In 2011 Ballester and colleagues published the results of the first prospective multicentre study worldwide on the detection rate and diagnostic accuracy of SLN in endometrial cancer (SENTI-ENDO study) [2]. All participating patients received a cervical injection of Tc99m on the preoperative day and a cervical injection of patent blue immediately before the surgical procedure. A total of 125 patients from nine centres were analysed in this study; preoperative lymphoscintigraphy detected sentinel lymph nodes in 94 of 118 patients (80%) [2]. Perioperative detection of the sentinel lymph nodes occurred in 77% (95% CI 69 – 83) of the sentinel lymph nodes from the right half of the pelvis and in 76% (95% CI 68 – 83) of the sentinel lymph nodes from the left half of the pelvis; the overall sentinel lymph node detection rate per patient was 89% (95% CI 82 – 93). Para-aortic sentinel lymph nodes were detected in five patients (4%); in the para-aortic region, a median two sentinel lymph nodes were identified and removed. Three patients had false-negative results, which led to a negative predictive value of 97% (95% CI 91 – 99) and a sensitivity of 84% (95% CI 62 – 95) [2].

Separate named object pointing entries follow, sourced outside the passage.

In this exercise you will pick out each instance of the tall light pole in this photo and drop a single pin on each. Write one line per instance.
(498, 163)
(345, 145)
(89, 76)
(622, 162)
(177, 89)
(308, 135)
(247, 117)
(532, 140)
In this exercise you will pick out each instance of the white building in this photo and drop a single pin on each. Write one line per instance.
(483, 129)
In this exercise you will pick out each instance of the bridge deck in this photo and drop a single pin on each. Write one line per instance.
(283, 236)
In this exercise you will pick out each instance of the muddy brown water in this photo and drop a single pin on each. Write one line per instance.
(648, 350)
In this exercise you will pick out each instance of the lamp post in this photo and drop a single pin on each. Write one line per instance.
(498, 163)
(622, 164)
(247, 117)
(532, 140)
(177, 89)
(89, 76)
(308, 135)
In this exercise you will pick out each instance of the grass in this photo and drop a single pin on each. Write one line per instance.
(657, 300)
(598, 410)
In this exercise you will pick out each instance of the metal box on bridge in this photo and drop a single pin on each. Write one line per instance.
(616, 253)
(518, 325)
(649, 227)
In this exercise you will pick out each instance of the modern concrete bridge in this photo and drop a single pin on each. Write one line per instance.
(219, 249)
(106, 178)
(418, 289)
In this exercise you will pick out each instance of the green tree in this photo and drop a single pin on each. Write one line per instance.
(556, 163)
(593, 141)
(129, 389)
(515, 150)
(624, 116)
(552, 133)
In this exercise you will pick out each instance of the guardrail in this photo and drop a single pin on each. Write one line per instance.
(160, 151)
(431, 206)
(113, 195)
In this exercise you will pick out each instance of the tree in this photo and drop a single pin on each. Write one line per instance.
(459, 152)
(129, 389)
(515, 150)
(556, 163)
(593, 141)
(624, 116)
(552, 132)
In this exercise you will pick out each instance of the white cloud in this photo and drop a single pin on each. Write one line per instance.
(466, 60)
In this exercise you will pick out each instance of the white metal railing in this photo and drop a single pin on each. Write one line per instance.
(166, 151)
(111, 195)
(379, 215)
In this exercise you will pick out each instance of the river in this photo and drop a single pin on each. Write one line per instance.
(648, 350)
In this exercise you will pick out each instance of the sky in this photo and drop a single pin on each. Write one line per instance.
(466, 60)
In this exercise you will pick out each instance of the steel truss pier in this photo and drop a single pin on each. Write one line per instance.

In the FIRES study (a prospective, multicentre study), 344 patients with endometrial cancer were analysed in whom both SLN and SLNE were performed according to the NCCN algorithm [58]. Out of the 293 included patients in whom at least one sentinel lymph node was demonstrated, 37 patients with lymph node involvement were found. One of these 37 patients had negative sentinel lymph nodes but positive lymph nodes after SLNE, which led to a false-negative result [58]. The study resulted in a sensitivity of SLN of 97.2%, a negative predictive value of 99.7% and a false-negative rate of 2.8% [58]. A limitation of the study was the low bilateral detection rate of 52%, which was explained by the authors as the result of the low experience with SLN of the participating centres at the start of the study. However, the results of the FIRES study can only be extrapolated to patients with endometrial cancer in whom at least one sentinel lymph node can be demonstrated [58]. Overall in the FIRES study, no sentinel lymph nodes were identified in 47 patients and five of these patients (11%) had lymph node metastases. These results underscore the benefit of the NCCN sentinel lymph node algorithm for identification of all patients with endometrial cancer and lymph node metastases [11].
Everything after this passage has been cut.